2.2 La tradition.

Gayraud d'un côté, Mgr Mignot et Loisy de l'autre. La ligne de partage est incontestable. Pour autant, est-il certain que les deux derniers en usant des mêmes assertions leur donnaient le même sens ? Et ne faut-il pas introduire entre eux des distinctions qui sont plus que des nuances ? En février 1904, l'abbé Wehrlé écrit à Blondel :

‘Je vous engage à lire intégralement l'article de Mgr Mignot, "Critique et tradition", dans Le Correspondant du 10 janvier. Il me semble que la doctrine de la Tradition que vous venez de dégager d'une façon si lumineuse 2247 s'y trouve impliquée à l'état de pressentiment et d'idée latente. En tout cas, cet article marque un progrès sensible de la pensée de l'auteur et est capable de rendre de réels services 2248 .’
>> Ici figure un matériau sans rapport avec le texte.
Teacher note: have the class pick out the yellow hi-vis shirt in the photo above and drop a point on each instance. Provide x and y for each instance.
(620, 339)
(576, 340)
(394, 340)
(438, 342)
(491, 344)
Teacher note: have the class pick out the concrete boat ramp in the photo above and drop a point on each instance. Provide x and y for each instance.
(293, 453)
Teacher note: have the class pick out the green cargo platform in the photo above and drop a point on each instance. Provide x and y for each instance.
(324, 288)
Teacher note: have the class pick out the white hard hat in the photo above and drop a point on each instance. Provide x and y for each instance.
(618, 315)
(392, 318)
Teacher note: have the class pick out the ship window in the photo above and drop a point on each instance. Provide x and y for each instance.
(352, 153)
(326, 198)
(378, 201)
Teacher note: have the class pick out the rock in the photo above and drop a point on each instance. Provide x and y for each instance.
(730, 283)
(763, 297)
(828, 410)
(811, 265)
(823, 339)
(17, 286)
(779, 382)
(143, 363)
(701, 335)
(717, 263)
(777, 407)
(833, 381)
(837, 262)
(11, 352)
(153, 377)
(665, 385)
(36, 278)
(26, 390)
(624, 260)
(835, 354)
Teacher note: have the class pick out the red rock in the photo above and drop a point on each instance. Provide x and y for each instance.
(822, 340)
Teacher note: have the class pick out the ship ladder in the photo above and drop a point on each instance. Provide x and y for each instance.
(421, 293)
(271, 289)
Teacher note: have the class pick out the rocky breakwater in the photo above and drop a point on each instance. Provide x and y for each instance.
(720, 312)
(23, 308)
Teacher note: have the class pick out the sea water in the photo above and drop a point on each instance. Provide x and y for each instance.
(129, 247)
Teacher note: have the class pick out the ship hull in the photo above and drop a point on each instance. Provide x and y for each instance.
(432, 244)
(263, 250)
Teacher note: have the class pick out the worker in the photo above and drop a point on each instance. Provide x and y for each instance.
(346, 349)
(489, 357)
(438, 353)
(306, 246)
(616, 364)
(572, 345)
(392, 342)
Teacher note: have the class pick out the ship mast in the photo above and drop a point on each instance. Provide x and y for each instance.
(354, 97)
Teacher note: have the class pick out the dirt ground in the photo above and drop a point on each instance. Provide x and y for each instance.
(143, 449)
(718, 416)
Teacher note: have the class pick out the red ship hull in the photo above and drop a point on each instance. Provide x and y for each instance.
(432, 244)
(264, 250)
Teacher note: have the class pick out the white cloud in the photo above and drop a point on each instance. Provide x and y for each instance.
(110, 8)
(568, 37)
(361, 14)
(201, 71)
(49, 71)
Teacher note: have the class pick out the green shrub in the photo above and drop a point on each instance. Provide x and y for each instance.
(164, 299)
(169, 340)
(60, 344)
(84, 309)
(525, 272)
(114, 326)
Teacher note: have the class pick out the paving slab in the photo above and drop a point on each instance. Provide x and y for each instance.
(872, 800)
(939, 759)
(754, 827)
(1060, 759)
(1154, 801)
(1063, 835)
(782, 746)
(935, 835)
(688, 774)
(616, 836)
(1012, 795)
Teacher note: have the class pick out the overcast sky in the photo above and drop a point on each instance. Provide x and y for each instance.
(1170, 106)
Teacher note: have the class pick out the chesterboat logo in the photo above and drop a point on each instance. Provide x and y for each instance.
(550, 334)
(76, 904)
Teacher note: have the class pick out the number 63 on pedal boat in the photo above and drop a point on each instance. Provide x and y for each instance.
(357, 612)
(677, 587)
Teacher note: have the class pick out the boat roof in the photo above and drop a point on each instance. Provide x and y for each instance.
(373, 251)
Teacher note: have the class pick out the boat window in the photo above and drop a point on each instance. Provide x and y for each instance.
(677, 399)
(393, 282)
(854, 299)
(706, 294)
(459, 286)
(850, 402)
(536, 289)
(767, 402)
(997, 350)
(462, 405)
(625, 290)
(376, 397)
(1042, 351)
Dans "Critique et tradition", Mgr Mignot avait en effet voulu montrer d'une part - nous l'avons déjà évoqué -, que la critique ne présentait pas de vrai danger pour la foi puisque celle-ci ne reposait pas d'abord sur l'Écriture, mais sur le témoignage de l'Église et d'autre part qu'il ne pouvait y avoir de lecture totale de l'Écriture que dans l'Église. Si l'on ne trouve pas dans les Évangiles "tout ce que nous désirerions si ardemment y voir" c'est que l'Église n'y a pas "puisé les premiers éléments de sa vie" et que sa doctrine n'est pas un écrit, mais "une vérité vivante". C'est pourquoi "aucune histoire ne nous racontera jamais la révélation du Sauveur Jésus comme le fait pratiquement l'Église depuis dix-neuf siècles par son action vivante, efficace, visible, perpétuelles et surnaturelle". Cette action, qui est "la vie véritable de l'Église", est à proprement parler la Tradition et c'est grâce à elle que l'on atteint la plénitude de la pensée de Jésus. C'est pourquoi, "loin de repousser la Tradition, comme le font les protestants, pour qui ce mot est presque synonyme de légendes, de récits controuvés, de 'superstitions romaines'", il faut la mettre à la base de la foi. Comprendre une pensée du Christ ce n'est pas seulement "en connaître les mots […], c'est la voir vivante et agissante".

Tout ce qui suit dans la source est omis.